By Mike Vorel, The Seattle Times
SEATTLE — Mike Macdonald set the path to this point.
On Wednesday, the Seahawks posted a video of Macdonald’s first team meeting on social media. It was April 8, 2024, and the fresh-faced 36-year-old coach faced the cast he inherited from Pete Carroll. He faced a team with a frustratingly fixed ceiling, and a single playoff win in the previous seven years. He faced the weight of enormous opportunity, the kind that propels some and exposes others. He faced Leonard Williams, Jaxon Smith-Njigba, Devon Witherspoon and more.
He faced the future, a path he had yet to pave.
“One of the things I want you guys to feel going through this program is that we have a vision for you and this football team,” Macdonald said, with a sheet in one hand and a clicker in the other. “I want us to take a minute here and fast-forward to January at the NFC championship. It’s 30-something degrees. It’s wet. It’s windy. It’s [expletive] for them, but it’s just right for us. We’re loose. We’re focused. We’re confident. We just spent the last nine months stacking every opportunity.
“The team across from us in the other locker room, they’ve seen the tape. They know what they’re in for — 11 guys playing as one, every snap. They know that we’re like that. They know they’re facing a bunch of men that won’t give up. They know they’re facing a team that won’t die, that won’t quit. They know. It’s inevitable. So let’s go to work.”
Macdonald’s vision was inevitable. We know that now.
But the path had potholes. Twenty-one months, one starting quarterback, one offensive coordinator, one erratic wide receiver and several starting linebackers later, the Seahawks are here. On Sunday they’ll host the Los Angeles Rams in the NFC championship game — after securing a division title, home-field advantage and the No. 1 playoff seed. After dispatching the San Francisco 49ers decisively, in back to back games. After showing the world that they’re like that.
This is not an accident or a coincidence. It’s a masterpiece made of a million brush strokes. It’s a path paved with bricks, with sweat and blood and grit, by grinders bought into a larger goal. Forging the future. Making it real.
As Seahawks linebacker Ernest Jones IV said after Saturday’s 41-6 divisional round win over San Francisco: “Mike’s the biggest thing — just being able to start Day 1 [and say], ‘Hey, this is what type of team we’re going to be. But we can’t be that team unless we work for it.’ He’s constantly had us working at it.”
Perfection was never the point. Quite the contrary.
Macdonald is the biggest reason the Seahawks are here. Because his ego has never been bigger than his hunger to grow. Because he’s laid bricks alongside everyone else.

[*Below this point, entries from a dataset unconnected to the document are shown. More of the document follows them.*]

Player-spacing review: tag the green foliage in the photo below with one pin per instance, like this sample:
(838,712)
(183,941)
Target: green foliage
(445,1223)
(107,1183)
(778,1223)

“I think what makes Mike special is he practices what he preaches,” said Williams, a second-team All-Pro in his second season with Macdonald. “He’s always talking about chasing edges. He’s always talking about what’s important now. He openly will talk to us about what he has to work on as a coach. He talks about where he lacks and where he wants to grow.

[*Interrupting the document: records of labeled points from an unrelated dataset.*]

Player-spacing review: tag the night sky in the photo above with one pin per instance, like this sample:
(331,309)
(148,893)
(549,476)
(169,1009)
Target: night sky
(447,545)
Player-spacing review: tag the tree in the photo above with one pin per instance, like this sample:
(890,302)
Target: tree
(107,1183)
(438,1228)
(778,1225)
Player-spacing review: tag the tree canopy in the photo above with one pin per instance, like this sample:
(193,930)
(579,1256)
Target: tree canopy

“You see the growth. I think him setting that standard as a leader seeps into the rest of the team and allows us to feel like we can be that same way. It allows us to show vulnerabilities where we’re weak and let other guys know that’s where we need to grow. It just creates an open dynamic where, when we’re in the film room and we’re coaching things, you don’t see guys getting offended. It’s like, ‘OK, this is something we need to attack.’ We’re not attacking the player. We’re attacking the problem.”
Macdonald and general manager John Schneider — who on Thursday was named NFL Executive of the Year by the Pro Football Writers of America — have spent 21 months attacking problems. When the Seahawks’ run defense struggled in 2024, they traded for Jones and instantly improved. When quarterback Geno Smith and wide receiver DK Metcalf requested trades, they signed Sam Darnold and Cooper Kupp, elevated Smith-Njigba … and upgraded. When the Seahawks offense sputtered, they fired coordinator Ryan Grubb and hired Klint Kubiak. When the offensive line lacked, they drafted North Dakota State standout Grey Zabel.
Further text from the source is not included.